Demonstrando a multidisciplinaridade a que este blog desde o seu início se propôs e apoiando-se na sua vontade de servir o público, deparámo-nos com uma série de questões pertinentes de ser abordadas. A Economia nacional, estagnada desde que Portugal devolveu as suas colónias aos primitivos donos, precisa de nós. Mas nós não estamos para aí virados, até porque neste momento tenho o Suecas sem Cuecas 4 para visionar e posteriormente elaborar a minha recensão crítica. Aliás, como é do conhecimento geral, só no cinema porno-gráfico é que as sequelas conseguem, de uma maneira geral, superar a ideia original. Mas basta de elucubrações.
Por motivos que não interessam ao texto, ocorre que há uma falta de originalidade e coragem na economia portuguesa. É preciso ter abertura de espírito e absorver (higienicamente) todo o tipo de influências que o mundo à nossa volta nos dá.
Ocorreu também ao autor que a Economia tem muito a aprender com a Prostituição. Não será de todo descabido perguntar como e em que estado o autor se encontrava quando chegou a esta conclusão. Não será descabido não responder. Mas desse animado serão, dissertou-se sobre uma série de tópicos que ajudarão, com certeza, não só os administradores de negócios (lícitos, como a produção do tremoço, o transporte de gado e a indústria da bolacha) como os ilícitos (refinarias, empresas petroleiras, câmaras municipais, etc..). Deixo-vos então, caros CEO’s e agricultores de Fetais dos Carneiros, com algumas dicas em como a Prostituição pode transmitir valorosos conhecimentos à Economia.

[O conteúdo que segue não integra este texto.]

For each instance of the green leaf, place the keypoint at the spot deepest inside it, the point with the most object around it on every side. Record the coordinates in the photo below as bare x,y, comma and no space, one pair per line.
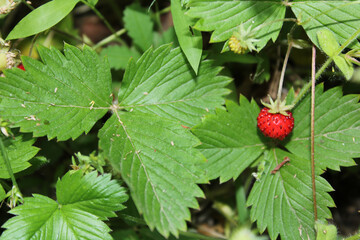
2,193
105,196
139,26
330,46
169,36
337,129
340,17
230,140
61,97
119,56
325,231
19,151
157,160
327,42
148,139
282,202
190,39
345,67
42,18
224,17
161,82
92,2
71,217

  • - ATRAIA A ATENÇÃO DO SEU MERCADO-ALVO – Fará o necessário para se individualizar das outras ofertas que solicitarão o cliente. Uma saia-cinto e saltos altos apresentam-se como algumas das técnicas de marketing utilizadas pelas profissionais do sexo.

    - PROMOVA OS PRODUTOS NOS LOCAIS O SEU PÚBLICO-ALVO ESTÁ EFECTIVAMENTE – Seja nas esquinas ou sítios e publicações da especialidade, terá que impor e marcar a sua presença ostensivamente aos seus potenciais clientes. As profissionais não atraem clientes na missa. Algumas amadoras sim.

    - UPSELLTécnica de vendas sublimemente utilizado pelas fornicadoras profissionais. Após conquistar a atenção de um potencial cliente, exponha-o a opções que eles ainda não teriam considerado, alargando os seus horizontes. Transforme uma rapidinha à beira da estrada numa aventurosa viagem ao mundo.

    - TENHA UM NOME-MARCA DE PRODUTO ATRACTIVO – Uma prostituta de luxo chamada “Xenia Onatopp”, “Pussy Galore” ou “Anya Amasova” (note-se que o autor não condena o uso de o uso de epítetos “Bond-girlianos”, apesar de várias escolas de marketing prostibular o incentivarem) funciona de forma bem superior a “Ernestina” (mesmo que diminído ao sopeirísimo “Tininha”), ou Manuela Ferreira Leite. Invista na originalidade.

    - OFEREÇA UM PRODUTO OU SERVIÇO QUE AS PESSOAS REALMENTE QUEIRAM - Auto-evidencia-se.

    - FACILITE AS TRANSACÇÕES - Reduza formulários e burocracia. Utilize procedimentos inscritos no Manual Internacional do Toca e Foge.

    - PROMETA QUALIDADE E BOM SERVIÇO DE ATENDIMENTO AO CLIENTE – A promessa induzirá a venda esporádica, mas um bom serviço de atendimento ao cliente fará com eles (se) venham outra vez.

    - SE QUISER COBRAR MAIS, OFEREÇA ALGO QUE O CLIENTE ACREDITE QUE NÃO CONSEGUE OBTER EM MAIS NENHUM SÍTIO – Tal como a fruta, o raro e exótico vende sempre pelo preço mais caro.

    - SATISFAÇÃO DO CLIENTE - Toda a gente gosta de terminar uma transacção comercial satisfeita. Dê-lhes um final feliz.

    Muito Importante: Contudo, há uma coisa que se deve evitar a todo o custo em vendas e marketing. Nunca fornique o cliente.